Depuis plusieurs mois, le FMI s’efforce de négocier un accord avec le Mali pour un programme d’aide économique. Cependant, Bamako se montre réticent face aux conditions et pressions imposées par le FMI. Le 15 décembre 2024, une délégation du FMI a été dépêchée à Bamako, mais n’a pu rencontrer que des représentants du ministère, sans parvenir à un entretien direct avec le Ministre Alousséni Sanou. Ce premier incident illustre les tensions persistantes entre les deux parties.
Le Mali, un pays membre de l’Union économique et monétaire ouest-africaine (UEMOA), est le seul à ne pas disposer d’un programme avec le FMI. Les négociations se sont révélées ardues, notamment en raison des critiques adressées au FMI concernant ses orientations et ses pressions en matière d’aide et de financement.

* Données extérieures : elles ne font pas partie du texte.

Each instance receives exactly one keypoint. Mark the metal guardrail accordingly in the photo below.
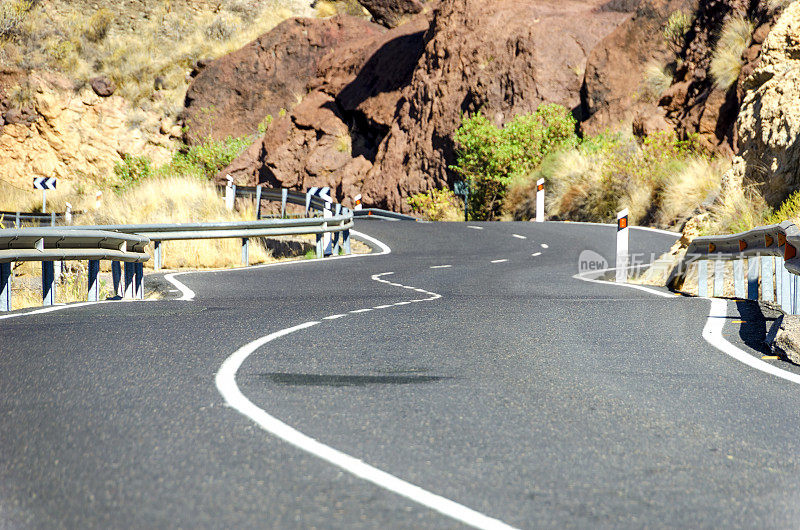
(53, 245)
(339, 226)
(770, 255)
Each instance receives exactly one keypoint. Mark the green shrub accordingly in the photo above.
(490, 157)
(133, 169)
(437, 205)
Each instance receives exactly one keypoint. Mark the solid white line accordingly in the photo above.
(226, 384)
(712, 332)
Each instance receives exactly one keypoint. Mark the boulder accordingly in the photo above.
(769, 120)
(613, 94)
(394, 101)
(103, 86)
(392, 13)
(233, 95)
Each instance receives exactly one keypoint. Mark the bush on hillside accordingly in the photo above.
(490, 157)
(437, 205)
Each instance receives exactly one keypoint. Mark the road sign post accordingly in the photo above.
(622, 246)
(44, 184)
(461, 188)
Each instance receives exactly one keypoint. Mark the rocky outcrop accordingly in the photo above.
(769, 121)
(66, 134)
(613, 94)
(233, 95)
(381, 113)
(392, 13)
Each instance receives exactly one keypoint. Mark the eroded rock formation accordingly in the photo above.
(382, 110)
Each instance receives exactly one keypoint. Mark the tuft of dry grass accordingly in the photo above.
(176, 200)
(726, 62)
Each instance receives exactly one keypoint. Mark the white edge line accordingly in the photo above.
(712, 332)
(226, 384)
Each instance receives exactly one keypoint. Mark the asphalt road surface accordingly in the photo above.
(479, 383)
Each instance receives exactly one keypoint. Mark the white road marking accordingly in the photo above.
(712, 332)
(226, 384)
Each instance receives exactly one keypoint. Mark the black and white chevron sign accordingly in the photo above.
(44, 183)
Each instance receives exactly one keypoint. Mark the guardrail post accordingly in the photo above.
(5, 286)
(94, 284)
(738, 279)
(337, 236)
(540, 201)
(767, 283)
(116, 278)
(622, 246)
(157, 255)
(346, 238)
(752, 277)
(48, 283)
(230, 193)
(129, 273)
(139, 280)
(702, 278)
(719, 278)
(786, 289)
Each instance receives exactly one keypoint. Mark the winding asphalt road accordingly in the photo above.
(480, 372)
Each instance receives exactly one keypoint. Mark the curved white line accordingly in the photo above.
(226, 384)
(712, 332)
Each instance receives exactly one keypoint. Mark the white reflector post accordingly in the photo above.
(540, 201)
(622, 246)
(230, 194)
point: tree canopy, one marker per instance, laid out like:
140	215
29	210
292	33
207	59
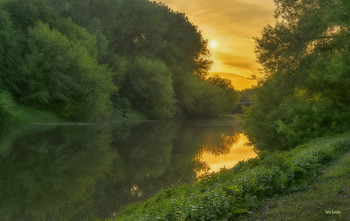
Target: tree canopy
305	92
84	60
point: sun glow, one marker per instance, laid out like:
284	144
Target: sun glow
213	44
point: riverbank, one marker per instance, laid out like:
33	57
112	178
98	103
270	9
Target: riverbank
326	199
245	188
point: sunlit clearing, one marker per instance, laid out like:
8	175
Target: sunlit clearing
213	44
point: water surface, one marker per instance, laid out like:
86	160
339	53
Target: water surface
76	172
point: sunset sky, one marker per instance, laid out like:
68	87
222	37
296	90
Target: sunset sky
229	26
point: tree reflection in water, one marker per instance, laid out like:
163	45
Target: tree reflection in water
75	172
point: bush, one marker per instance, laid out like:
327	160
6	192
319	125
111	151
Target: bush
234	192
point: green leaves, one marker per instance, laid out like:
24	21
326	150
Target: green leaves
305	93
61	74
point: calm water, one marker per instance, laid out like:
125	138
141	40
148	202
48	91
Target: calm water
76	172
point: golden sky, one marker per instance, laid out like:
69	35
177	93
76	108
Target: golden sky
229	26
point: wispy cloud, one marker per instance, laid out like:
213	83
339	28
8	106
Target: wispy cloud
233	23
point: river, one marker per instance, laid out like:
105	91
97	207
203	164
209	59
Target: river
86	171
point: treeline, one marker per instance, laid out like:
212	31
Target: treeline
88	59
306	90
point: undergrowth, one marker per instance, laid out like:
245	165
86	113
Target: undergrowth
236	192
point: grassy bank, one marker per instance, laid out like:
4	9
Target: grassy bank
326	199
236	192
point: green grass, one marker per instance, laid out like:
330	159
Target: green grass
235	193
330	193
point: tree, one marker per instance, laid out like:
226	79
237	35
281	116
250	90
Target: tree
10	61
62	76
305	90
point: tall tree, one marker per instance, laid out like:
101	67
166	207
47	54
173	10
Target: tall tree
305	57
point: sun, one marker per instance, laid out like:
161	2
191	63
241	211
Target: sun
213	44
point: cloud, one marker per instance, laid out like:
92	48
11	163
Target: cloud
233	24
234	61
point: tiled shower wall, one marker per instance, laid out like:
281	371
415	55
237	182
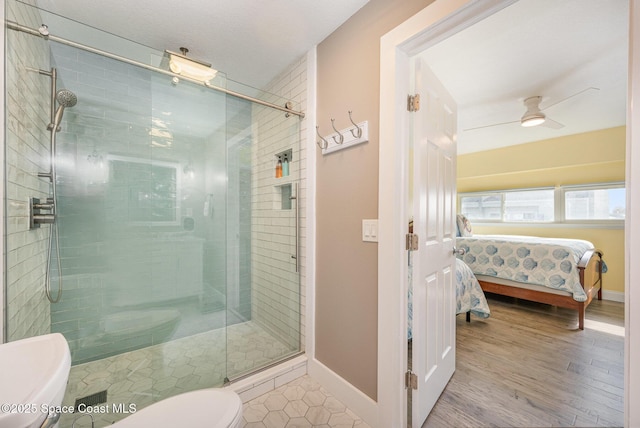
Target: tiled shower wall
27	153
278	291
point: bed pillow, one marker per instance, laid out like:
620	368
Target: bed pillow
464	225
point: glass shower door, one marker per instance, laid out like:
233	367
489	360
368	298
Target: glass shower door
264	268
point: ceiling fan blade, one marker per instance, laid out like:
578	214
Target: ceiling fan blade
550	123
591	88
489	126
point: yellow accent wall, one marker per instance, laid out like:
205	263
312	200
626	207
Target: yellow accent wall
593	157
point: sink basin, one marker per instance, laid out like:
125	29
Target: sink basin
33	378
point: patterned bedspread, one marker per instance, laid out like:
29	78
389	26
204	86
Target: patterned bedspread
541	261
469	294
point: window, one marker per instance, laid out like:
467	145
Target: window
529	206
595	204
574	204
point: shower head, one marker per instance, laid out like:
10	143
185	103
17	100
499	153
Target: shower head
65	98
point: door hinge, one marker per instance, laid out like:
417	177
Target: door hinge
413	102
410	380
412	242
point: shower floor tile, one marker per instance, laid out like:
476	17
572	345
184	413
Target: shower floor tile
147	375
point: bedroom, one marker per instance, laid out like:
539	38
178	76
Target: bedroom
582	88
585	156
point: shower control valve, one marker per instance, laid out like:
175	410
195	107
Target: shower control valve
36	214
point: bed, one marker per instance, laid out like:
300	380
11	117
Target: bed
560	272
470	298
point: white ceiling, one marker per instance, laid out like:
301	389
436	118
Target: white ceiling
549	48
252	41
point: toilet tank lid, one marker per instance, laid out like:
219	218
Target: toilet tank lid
210	408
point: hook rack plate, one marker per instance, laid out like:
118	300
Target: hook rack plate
349	138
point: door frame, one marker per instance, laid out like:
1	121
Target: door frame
429	26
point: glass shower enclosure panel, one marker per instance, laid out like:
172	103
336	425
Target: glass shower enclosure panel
263	284
178	213
139	158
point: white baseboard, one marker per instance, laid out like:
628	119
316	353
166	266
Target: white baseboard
355	400
614	296
270	379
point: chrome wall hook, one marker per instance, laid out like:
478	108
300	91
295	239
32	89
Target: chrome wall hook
323	144
340	140
357	134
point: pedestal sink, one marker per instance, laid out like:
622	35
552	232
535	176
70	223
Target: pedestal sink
33	378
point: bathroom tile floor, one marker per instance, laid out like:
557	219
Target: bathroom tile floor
297	404
147	375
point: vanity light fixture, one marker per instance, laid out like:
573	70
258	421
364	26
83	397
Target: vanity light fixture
189	67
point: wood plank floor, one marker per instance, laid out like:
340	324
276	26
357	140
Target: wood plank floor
528	365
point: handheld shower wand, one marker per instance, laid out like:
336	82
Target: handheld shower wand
65	98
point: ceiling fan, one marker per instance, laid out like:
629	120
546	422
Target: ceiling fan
534	115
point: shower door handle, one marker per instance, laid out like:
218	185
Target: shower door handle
294	198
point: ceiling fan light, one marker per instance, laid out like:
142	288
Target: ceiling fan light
532	120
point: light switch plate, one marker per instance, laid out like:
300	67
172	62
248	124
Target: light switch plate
370	230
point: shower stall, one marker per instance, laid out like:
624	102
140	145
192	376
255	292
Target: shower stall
176	261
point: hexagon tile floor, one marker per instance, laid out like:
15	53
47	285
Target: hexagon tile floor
300	403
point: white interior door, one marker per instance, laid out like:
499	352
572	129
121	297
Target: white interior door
434	187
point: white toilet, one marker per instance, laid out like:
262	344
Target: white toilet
204	408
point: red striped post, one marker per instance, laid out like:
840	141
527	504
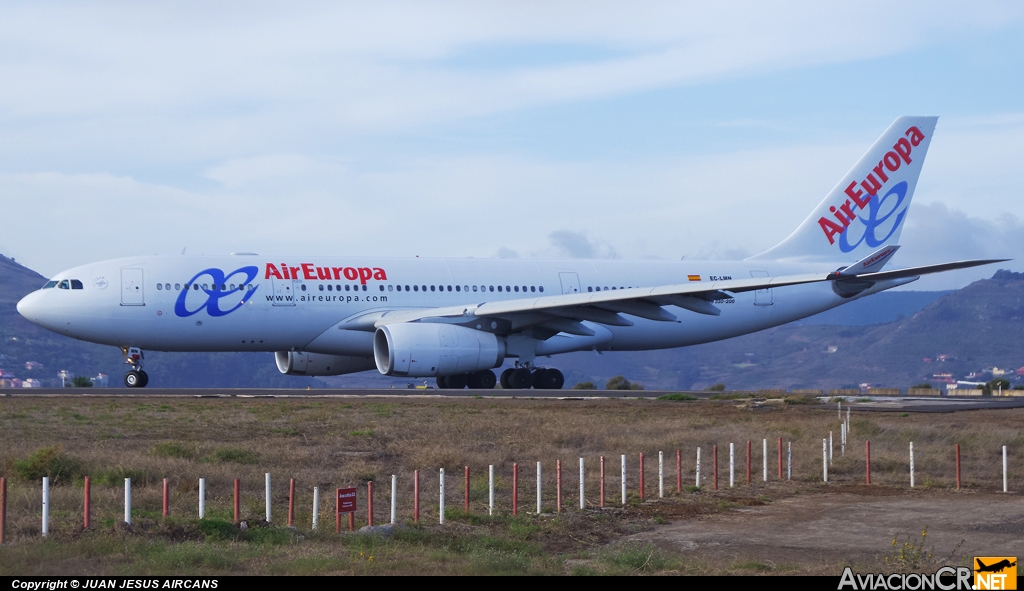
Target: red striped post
714	453
416	496
641	475
748	461
515	489
291	501
867	461
370	503
780	458
957	466
558	486
3	508
679	470
86	513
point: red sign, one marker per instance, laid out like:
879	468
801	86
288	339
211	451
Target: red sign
346	500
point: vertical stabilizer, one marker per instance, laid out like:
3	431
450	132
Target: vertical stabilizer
867	208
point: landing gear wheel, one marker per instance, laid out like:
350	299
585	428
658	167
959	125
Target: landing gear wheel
520	379
457	382
549	380
483	380
505	379
133	379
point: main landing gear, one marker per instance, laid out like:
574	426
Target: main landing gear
135	377
538	378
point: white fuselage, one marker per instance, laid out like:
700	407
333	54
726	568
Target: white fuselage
252	303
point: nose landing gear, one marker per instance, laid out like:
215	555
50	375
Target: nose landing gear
135	377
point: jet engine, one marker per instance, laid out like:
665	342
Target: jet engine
424	349
301	364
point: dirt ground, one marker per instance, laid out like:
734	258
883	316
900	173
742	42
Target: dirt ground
855	525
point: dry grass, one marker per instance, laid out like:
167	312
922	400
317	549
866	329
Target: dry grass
347	441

Le gouvernement malien, sous la direction du Président Assimi Goïta et du Premier Ministre Choguel Kokalla Maïga, reste ferme dans sa volonté de garder le contrôle total sur ses finances et ses choix d’investissement. Le refus de céder en matière de souveraineté financière est un message clair adressé au FMI et à la communauté internationale.
Cette situation met en lumière les défis auxquels le Mali doit faire face pour équilibrer les pressions internationales et la préservation de sa souveraineté économique. Les négociations se poursuivent, mais la question de savoir si un accord sera finalement trouvé demeure ouverte.